Oireachtas Joint and Select Committees

Wednesday, 8 February 2017

Joint Oireachtas Committee on Justice, Defence and Equality

Prisons, Penal Policy and Sentencing: Irish Penal Reform Trust

9:00 am

Ms Fíona Ní Chinnéide:

I might leave that one last. With regard to the media, there are challenges as we know. The media has a very important function in terms of the public interest, but that is separate from what the public is interested in. There are huge problems with crime sensationalism. Cruel and unusual things have high news value, so when we have a media that is dependent on sales that is where the emphasis will be. Crime coverage is almost equal to entertainment. For example, a study of the Irish Daily Starfound that most coverage was given to sport, next was entertainment and after that it was crime. It is among those categories, so I do not believe there is a golden nugget there. There are some good publicly funded investigative journalism projects that are very hopeful for the future. I point members to the TheDetail.TV which did the investigative journalism to reveal the lengths of time individuals are spending in solitary confinement in Ireland. That was the first time those figures had been made available. Not all media are bad. In that case it revealed that of 51 men held in solitary confinement in January 2016, 24 had been so held for more than six months and nine for more than one year. Peter McVerry has said that individuals have been held in solitary confinement conditions for years in some cases. The media have a very important role in terms of transparency and public interest, so we do not wish to tar them all with the same brush.
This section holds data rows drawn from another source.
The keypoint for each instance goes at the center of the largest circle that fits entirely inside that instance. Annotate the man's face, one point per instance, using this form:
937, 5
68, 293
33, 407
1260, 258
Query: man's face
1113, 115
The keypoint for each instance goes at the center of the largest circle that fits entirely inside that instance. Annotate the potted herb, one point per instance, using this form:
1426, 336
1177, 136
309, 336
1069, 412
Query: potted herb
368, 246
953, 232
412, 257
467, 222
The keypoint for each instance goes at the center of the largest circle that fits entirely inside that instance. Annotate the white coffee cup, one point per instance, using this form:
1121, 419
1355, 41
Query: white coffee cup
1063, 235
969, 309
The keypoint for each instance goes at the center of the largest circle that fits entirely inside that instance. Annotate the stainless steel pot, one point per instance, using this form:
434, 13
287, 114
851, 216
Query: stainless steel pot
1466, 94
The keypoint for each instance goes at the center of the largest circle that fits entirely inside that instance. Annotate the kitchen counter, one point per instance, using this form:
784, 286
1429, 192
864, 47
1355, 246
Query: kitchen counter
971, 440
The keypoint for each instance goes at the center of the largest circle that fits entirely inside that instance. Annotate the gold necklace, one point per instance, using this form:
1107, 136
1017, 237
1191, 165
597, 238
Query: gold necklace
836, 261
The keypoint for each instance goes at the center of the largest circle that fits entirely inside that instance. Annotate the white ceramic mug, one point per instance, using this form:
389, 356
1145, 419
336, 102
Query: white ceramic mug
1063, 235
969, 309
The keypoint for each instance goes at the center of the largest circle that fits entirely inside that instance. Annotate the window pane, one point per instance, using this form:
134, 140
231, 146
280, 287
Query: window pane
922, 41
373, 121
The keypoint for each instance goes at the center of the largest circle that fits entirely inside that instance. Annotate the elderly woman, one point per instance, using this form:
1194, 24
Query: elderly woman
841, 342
Regarding community service, the 2016 statistics and annual reports will not be published until spring or summer. In 2015, there were 1,937 community service orders made. That compares with 2,190 in 2014 and 2,354 the previous year. I do not have the previous report but it was higher again in 2012. There has been a year on year decrease in community service orders being handed down. There are big questions as to why that should be the case. The IPRT will publish research in April this year, which we will be delighted to share with the committee, which examines those factors. Much of it is due to the role of information among the Judiciary and confidence in the Judiciary in the community service order options that are available locally. Community service should happen in the community where people live and our understanding is that community service is not consistently applied, available or used around the country. Again, we are back to the evidence base. We must look at the evidence, see where the problems are and address them.